When both the computational model and human judges scored the AIs and humans, the average of the scores were higher in every test. 

But it’s not a loss for humanity quite yet. The highest scores actually all (except for 3 in specific scenarios, not averages) belonged to humans. Meaning although the chatbots are more creative than the average human, the most creative humans are more creative than them.

So what’s next for humanity? Well from here the scientific aspect is lost and we move into the realm of speculation, but I’ll give my two cents. Even if these chatbots show creativity in idea generation tasks, their writing is not anything I’d consider “creative” yet. Although, it’s important to note that they’re not trained to be, and maybe a GPT-4 model trained on the finest poetry would be indistinguishable. Your output can only be as good as your input. But even then, I don’t think the jobs of the creative (specifically creative writing) industry are going anywhere. Maybe a hundred years from now a single AI-generated book will be required reading for students, as an exercise in distinguishing what’s human and what’s not, but everything else will be human-written. On the topic of English classes, any English teacher will tell you that the background of an author is a crucial part of the literature. Even if the works are indistinguishable, no one wants to write AI-generated emotion. The magic is gone as soon as you learn that the author was a bunch of 0s and 1s going word-by-word. Mainly because these AIs were trained to imitate humans, and they may never be at the forefront. 

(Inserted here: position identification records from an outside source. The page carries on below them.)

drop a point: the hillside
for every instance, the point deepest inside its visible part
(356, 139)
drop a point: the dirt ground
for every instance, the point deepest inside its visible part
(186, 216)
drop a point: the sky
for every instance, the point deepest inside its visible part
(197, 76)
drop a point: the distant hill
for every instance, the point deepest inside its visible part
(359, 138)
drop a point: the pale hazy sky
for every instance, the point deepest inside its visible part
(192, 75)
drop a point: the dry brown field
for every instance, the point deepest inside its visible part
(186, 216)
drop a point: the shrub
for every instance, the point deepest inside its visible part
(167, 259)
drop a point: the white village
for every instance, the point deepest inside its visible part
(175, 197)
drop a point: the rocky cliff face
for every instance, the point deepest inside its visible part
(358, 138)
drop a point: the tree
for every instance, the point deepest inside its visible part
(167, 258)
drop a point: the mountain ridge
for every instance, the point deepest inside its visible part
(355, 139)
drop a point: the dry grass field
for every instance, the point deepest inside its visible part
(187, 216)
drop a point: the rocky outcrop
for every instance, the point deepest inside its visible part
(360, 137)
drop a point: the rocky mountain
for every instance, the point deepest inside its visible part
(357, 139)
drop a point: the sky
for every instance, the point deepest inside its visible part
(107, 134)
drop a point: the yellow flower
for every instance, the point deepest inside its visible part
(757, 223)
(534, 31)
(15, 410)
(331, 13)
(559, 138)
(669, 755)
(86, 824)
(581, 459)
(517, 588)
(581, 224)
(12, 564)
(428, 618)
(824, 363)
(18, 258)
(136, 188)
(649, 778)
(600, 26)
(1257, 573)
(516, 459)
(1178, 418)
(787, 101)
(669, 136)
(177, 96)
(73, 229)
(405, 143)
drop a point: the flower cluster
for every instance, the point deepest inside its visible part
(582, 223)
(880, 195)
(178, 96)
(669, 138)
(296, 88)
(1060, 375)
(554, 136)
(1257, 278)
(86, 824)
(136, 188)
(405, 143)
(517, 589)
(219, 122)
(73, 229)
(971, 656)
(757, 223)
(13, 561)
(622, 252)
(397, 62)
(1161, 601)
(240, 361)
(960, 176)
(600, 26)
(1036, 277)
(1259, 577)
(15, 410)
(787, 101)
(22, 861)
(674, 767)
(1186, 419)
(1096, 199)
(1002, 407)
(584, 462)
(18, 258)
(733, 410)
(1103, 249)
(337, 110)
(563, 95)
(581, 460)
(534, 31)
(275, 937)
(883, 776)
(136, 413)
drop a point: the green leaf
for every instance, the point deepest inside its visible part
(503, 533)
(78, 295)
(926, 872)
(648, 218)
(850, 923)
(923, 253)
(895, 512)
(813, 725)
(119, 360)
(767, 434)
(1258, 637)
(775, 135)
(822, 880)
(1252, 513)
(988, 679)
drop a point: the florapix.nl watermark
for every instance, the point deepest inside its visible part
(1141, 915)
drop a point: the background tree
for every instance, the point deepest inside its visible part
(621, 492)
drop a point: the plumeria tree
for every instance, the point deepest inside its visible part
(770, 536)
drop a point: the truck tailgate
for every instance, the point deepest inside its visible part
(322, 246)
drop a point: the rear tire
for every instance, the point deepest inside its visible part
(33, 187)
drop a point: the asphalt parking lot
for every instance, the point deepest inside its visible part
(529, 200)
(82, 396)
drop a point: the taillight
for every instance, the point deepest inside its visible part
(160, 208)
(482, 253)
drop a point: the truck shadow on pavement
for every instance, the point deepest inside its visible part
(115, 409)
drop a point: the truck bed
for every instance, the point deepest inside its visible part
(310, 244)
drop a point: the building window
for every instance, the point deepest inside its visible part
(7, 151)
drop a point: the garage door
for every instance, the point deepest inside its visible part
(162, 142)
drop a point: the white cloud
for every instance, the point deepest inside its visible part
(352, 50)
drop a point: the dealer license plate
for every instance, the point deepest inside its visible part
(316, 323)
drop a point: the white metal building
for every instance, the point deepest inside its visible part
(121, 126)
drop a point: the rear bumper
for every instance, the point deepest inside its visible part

That brings us to the next question — will AIs get more creative, or will the most creative humans always be more creative than the most creative AIs? I lean towards the latter. I believe that the more creative AIs get, the more creative humans will become in response. Although it’s important to recognize how strange it is to be speaking of people becoming more creative. Have people gained more knowledge over the years? Yes. Have they gotten smarter? Or born with any more common sense? No. Perhaps creativity is like common sense: something so (supposedly) ingrained in us it is not trainable. 

What seems clear to me, however, is that creativity in AI is something beyond summarizing passages, making spreadsheets, or writing code. It’s not something that has an immediate use that we can use as a tool. It could instead be used as a collaborator: for example, a spark in idea generation for someone suffering from writers’ block, or, in the case of art, a way to speed up the agonizing process of learning to draw figures (hands might be something both humans and AIs struggle with for a while though). 

Ultimately, anything AI spits out, is a mere imitation of what humans put in. So really, there’s nothing to fear, but rather, everything to look forward to.